Similarly, there are those without family who feel increasingly isolated over the festive period. 'And That is on top of everything we would normally be doing: crisis, acute psychiatric problems etc.' This alone would not be so much of a challenge, but coupled with the seasonal changes to the rest of the health service - community mental health teams may not be at full strength - it is a combination that means more stress for hospital mental health operations.

'There is an increase in workload of maybe 15-20 per cent. It might be a little bit higher - 30 per cent, ' says Steve.

Because staffing levels are kept to the norm it means that everyone is busier.

Daily assessment boards carry on as usual, nursing levels are the same and for Steve, a psychiatric nurse, and the two consultants psychiatrists that lead the team, it is a case of one off, two covering.

Although there is normally no particular pressure on beds and there remains a general effort to provide patients with home-based treatment, Steve says the seasonal pressures force changes.

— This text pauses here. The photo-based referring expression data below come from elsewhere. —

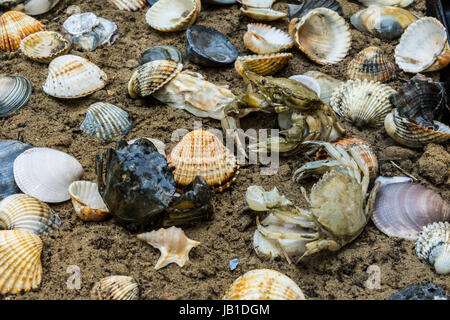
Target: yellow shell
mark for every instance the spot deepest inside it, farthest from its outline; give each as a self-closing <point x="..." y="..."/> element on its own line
<point x="200" y="153"/>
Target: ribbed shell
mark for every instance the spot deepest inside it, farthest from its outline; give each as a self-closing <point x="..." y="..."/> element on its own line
<point x="73" y="77"/>
<point x="372" y="64"/>
<point x="152" y="76"/>
<point x="14" y="26"/>
<point x="115" y="288"/>
<point x="402" y="209"/>
<point x="264" y="284"/>
<point x="200" y="153"/>
<point x="20" y="254"/>
<point x="362" y="102"/>
<point x="15" y="91"/>
<point x="44" y="46"/>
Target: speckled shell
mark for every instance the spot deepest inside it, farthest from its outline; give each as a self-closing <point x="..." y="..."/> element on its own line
<point x="402" y="209"/>
<point x="46" y="174"/>
<point x="152" y="76"/>
<point x="20" y="253"/>
<point x="115" y="288"/>
<point x="44" y="46"/>
<point x="264" y="284"/>
<point x="181" y="15"/>
<point x="362" y="102"/>
<point x="14" y="26"/>
<point x="322" y="35"/>
<point x="201" y="153"/>
<point x="372" y="64"/>
<point x="433" y="246"/>
<point x="72" y="77"/>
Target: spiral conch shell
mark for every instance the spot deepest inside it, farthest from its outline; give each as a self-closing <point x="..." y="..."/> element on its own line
<point x="173" y="244"/>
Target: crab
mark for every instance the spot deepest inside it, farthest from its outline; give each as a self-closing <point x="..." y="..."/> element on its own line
<point x="339" y="205"/>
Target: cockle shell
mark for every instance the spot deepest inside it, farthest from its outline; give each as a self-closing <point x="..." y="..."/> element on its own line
<point x="115" y="288"/>
<point x="14" y="26"/>
<point x="201" y="153"/>
<point x="173" y="244"/>
<point x="402" y="209"/>
<point x="372" y="64"/>
<point x="263" y="39"/>
<point x="264" y="284"/>
<point x="44" y="46"/>
<point x="322" y="35"/>
<point x="423" y="47"/>
<point x="362" y="102"/>
<point x="20" y="253"/>
<point x="433" y="246"/>
<point x="73" y="77"/>
<point x="46" y="174"/>
<point x="181" y="15"/>
<point x="87" y="201"/>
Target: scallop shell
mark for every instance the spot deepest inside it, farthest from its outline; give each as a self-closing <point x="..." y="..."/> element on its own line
<point x="433" y="246"/>
<point x="362" y="102"/>
<point x="372" y="64"/>
<point x="402" y="209"/>
<point x="173" y="244"/>
<point x="115" y="288"/>
<point x="152" y="76"/>
<point x="20" y="253"/>
<point x="201" y="153"/>
<point x="181" y="15"/>
<point x="22" y="212"/>
<point x="73" y="77"/>
<point x="14" y="26"/>
<point x="46" y="174"/>
<point x="322" y="35"/>
<point x="15" y="91"/>
<point x="264" y="284"/>
<point x="44" y="46"/>
<point x="423" y="47"/>
<point x="87" y="201"/>
<point x="262" y="39"/>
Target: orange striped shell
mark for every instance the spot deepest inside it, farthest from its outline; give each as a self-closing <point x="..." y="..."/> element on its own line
<point x="202" y="153"/>
<point x="15" y="26"/>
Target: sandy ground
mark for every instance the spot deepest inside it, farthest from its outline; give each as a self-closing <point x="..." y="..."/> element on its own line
<point x="103" y="249"/>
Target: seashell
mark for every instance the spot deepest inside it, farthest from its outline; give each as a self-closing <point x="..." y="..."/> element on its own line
<point x="44" y="46"/>
<point x="262" y="39"/>
<point x="14" y="26"/>
<point x="362" y="102"/>
<point x="201" y="153"/>
<point x="181" y="15"/>
<point x="264" y="284"/>
<point x="115" y="288"/>
<point x="22" y="212"/>
<point x="433" y="246"/>
<point x="173" y="244"/>
<point x="72" y="77"/>
<point x="20" y="253"/>
<point x="87" y="202"/>
<point x="106" y="121"/>
<point x="208" y="47"/>
<point x="386" y="23"/>
<point x="423" y="47"/>
<point x="372" y="65"/>
<point x="152" y="76"/>
<point x="402" y="209"/>
<point x="9" y="151"/>
<point x="46" y="174"/>
<point x="265" y="65"/>
<point x="15" y="91"/>
<point x="322" y="35"/>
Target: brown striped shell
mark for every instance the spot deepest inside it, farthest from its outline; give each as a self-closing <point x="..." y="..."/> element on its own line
<point x="201" y="153"/>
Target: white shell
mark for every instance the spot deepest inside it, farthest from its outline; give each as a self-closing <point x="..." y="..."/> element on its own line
<point x="46" y="174"/>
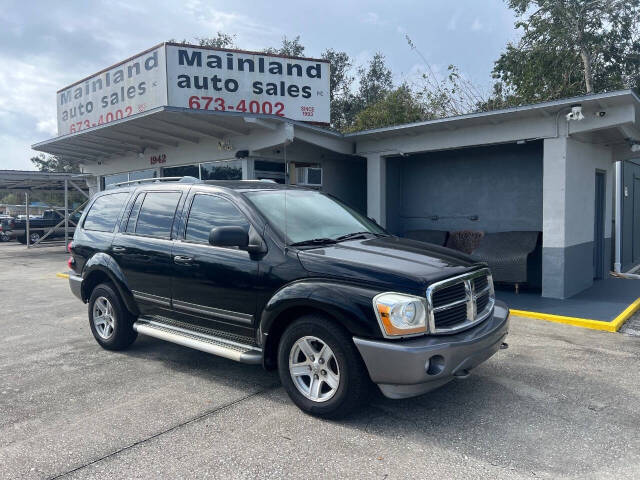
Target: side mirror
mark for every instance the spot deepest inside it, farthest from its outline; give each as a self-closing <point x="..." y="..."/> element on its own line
<point x="229" y="237"/>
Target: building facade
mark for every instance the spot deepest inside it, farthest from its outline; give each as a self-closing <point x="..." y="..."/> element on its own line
<point x="566" y="168"/>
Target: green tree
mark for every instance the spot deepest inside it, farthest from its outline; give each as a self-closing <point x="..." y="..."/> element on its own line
<point x="340" y="82"/>
<point x="289" y="48"/>
<point x="445" y="95"/>
<point x="51" y="163"/>
<point x="399" y="105"/>
<point x="220" y="40"/>
<point x="569" y="47"/>
<point x="376" y="81"/>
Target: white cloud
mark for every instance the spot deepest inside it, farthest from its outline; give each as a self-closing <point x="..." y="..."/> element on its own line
<point x="372" y="18"/>
<point x="452" y="24"/>
<point x="478" y="26"/>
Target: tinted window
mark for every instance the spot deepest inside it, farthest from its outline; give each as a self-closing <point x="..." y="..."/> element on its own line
<point x="309" y="214"/>
<point x="156" y="214"/>
<point x="133" y="216"/>
<point x="104" y="212"/>
<point x="182" y="171"/>
<point x="116" y="178"/>
<point x="208" y="212"/>
<point x="142" y="174"/>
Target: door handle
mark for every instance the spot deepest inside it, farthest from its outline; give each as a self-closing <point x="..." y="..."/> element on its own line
<point x="182" y="259"/>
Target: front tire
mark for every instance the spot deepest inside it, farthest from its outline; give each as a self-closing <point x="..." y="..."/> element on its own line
<point x="109" y="320"/>
<point x="320" y="368"/>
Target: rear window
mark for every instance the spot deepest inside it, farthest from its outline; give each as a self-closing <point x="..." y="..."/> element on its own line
<point x="104" y="212"/>
<point x="209" y="211"/>
<point x="156" y="214"/>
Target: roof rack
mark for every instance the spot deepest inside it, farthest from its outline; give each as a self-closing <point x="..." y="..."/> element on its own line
<point x="185" y="179"/>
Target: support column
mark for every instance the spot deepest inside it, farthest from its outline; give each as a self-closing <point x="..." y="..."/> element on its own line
<point x="377" y="188"/>
<point x="247" y="169"/>
<point x="66" y="215"/>
<point x="27" y="223"/>
<point x="553" y="217"/>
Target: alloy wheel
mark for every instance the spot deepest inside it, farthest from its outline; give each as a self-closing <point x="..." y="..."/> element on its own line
<point x="314" y="369"/>
<point x="103" y="317"/>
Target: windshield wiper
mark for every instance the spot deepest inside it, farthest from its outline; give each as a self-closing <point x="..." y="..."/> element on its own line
<point x="313" y="241"/>
<point x="353" y="235"/>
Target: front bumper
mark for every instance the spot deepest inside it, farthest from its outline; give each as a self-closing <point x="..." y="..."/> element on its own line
<point x="412" y="367"/>
<point x="75" y="283"/>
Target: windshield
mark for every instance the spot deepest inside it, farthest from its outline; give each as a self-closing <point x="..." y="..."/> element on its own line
<point x="310" y="215"/>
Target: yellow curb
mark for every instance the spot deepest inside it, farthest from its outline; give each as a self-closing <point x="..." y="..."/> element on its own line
<point x="612" y="326"/>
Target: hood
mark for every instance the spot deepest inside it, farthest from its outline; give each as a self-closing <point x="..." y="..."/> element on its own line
<point x="387" y="261"/>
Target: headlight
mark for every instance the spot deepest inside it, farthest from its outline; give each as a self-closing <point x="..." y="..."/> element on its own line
<point x="400" y="314"/>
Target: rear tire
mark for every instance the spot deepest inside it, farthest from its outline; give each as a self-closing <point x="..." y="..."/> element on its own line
<point x="332" y="383"/>
<point x="109" y="320"/>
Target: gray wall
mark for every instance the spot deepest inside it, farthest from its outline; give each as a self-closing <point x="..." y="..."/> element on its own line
<point x="630" y="215"/>
<point x="568" y="215"/>
<point x="346" y="178"/>
<point x="501" y="184"/>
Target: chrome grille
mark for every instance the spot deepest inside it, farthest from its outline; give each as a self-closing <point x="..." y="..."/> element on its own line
<point x="460" y="302"/>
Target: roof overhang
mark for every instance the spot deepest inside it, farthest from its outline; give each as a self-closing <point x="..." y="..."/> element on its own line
<point x="172" y="126"/>
<point x="24" y="180"/>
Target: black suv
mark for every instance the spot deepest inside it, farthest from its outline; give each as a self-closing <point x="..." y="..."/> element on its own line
<point x="286" y="277"/>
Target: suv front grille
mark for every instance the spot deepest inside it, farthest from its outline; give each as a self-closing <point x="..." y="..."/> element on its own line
<point x="460" y="302"/>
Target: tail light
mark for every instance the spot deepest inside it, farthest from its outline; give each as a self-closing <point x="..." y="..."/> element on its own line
<point x="71" y="262"/>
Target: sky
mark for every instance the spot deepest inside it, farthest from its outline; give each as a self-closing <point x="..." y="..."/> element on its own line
<point x="46" y="45"/>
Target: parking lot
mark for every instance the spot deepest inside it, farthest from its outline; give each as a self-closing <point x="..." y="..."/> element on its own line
<point x="561" y="402"/>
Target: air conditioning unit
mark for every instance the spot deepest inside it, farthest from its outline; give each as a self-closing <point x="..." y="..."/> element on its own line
<point x="311" y="176"/>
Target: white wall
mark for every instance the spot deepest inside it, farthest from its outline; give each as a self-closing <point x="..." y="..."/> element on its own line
<point x="568" y="213"/>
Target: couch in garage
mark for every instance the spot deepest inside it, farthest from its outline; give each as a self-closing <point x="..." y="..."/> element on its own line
<point x="513" y="257"/>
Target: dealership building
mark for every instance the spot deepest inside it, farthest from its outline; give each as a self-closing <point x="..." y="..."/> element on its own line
<point x="569" y="169"/>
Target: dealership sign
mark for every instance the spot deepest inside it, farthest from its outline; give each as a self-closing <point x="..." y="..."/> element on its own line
<point x="198" y="78"/>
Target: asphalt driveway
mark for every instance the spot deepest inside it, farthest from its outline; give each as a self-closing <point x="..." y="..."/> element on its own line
<point x="561" y="402"/>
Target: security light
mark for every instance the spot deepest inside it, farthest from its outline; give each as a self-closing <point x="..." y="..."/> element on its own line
<point x="575" y="113"/>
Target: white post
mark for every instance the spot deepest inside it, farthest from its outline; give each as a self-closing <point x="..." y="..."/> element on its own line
<point x="26" y="211"/>
<point x="617" y="266"/>
<point x="66" y="215"/>
<point x="377" y="188"/>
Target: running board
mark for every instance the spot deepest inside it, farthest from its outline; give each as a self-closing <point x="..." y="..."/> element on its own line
<point x="199" y="341"/>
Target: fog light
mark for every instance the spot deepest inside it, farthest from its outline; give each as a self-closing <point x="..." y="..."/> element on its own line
<point x="435" y="365"/>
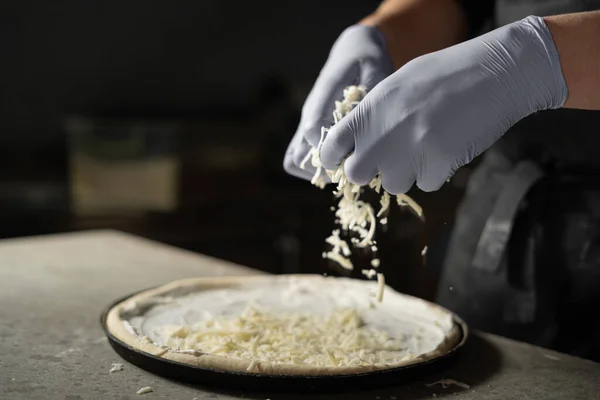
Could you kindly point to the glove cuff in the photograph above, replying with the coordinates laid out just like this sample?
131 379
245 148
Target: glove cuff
548 71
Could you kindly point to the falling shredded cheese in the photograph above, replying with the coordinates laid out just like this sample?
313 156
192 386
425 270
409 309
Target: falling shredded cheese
381 287
356 217
339 338
116 367
144 390
369 273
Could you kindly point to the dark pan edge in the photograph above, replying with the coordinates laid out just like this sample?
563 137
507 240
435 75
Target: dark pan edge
240 380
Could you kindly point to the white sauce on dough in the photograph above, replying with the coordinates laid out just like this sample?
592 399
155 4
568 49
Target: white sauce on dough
420 327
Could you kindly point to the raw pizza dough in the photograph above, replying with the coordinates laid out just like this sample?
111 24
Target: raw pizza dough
428 330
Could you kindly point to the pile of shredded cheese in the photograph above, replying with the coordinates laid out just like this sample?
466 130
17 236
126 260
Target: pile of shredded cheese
337 339
355 216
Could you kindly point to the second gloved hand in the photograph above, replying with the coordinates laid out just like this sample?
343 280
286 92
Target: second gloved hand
441 110
358 57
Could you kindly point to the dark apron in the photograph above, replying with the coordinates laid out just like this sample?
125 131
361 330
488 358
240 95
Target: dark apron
524 256
523 259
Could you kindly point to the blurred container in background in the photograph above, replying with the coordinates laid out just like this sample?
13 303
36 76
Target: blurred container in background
123 166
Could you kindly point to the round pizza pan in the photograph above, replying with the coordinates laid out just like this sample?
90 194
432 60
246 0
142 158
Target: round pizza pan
270 382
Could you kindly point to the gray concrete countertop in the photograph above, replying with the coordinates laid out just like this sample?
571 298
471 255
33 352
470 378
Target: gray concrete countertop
53 289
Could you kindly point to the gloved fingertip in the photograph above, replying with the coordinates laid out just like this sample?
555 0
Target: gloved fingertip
359 173
430 185
338 143
300 153
397 183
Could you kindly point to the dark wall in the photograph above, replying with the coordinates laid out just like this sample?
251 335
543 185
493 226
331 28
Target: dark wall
152 57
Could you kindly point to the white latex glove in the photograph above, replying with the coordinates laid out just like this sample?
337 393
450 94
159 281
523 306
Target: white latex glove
358 57
441 110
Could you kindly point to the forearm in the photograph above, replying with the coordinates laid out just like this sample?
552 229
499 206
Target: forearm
416 27
577 40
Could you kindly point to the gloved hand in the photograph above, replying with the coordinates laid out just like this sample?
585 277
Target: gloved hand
358 57
439 111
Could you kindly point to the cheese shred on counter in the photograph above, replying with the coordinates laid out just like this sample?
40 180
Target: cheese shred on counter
356 217
337 339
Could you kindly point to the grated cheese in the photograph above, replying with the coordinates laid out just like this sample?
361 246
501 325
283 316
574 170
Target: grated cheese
369 273
116 367
339 338
355 216
381 288
144 390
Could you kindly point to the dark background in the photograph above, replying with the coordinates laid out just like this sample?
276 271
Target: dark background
231 77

At any one time there are normally 45-60 patients on the home treatment board, but this can rise to 65-70 over Christmas and New Year.

'That is too many, simply because of the size of the team. Some people need to be seen two or three times a day, ' says Steve.

'When we get to 60 and over we are starting to get close to saturation.

'It means we would probably start admitting people even if home-treatable because we haven't got the capacity within our service to take them on.' It is enough to make you want to avoid the problem and take a holiday over the period to some exotic-sounding location, like Timbuktu... which is exactly where Chris Davies, assistant general manager for emergency services at United Bristol Healthcare trust, will be on Christmas Day.

It is an understandable move, particularly when you consider Steve's comment about mental health operations: 'It is a bit like accident and emergency.

Everyone else has a holiday except us.' Although Christmas can be a busier time for A&E departments, Chris says that part of the problem is the lack of predictability, 'but you have to be geared up for the worst case'.

He says the number of cases involving drunks, assaults and drugs are much like the usual Friday or Saturday night and are dealt with pretty much as normal.

It is a tough job, but Chris is full of praise for the workload his colleagues handle over the Christmas period, from reception staff to doctors: 'They cope very well with everything thrown at them'.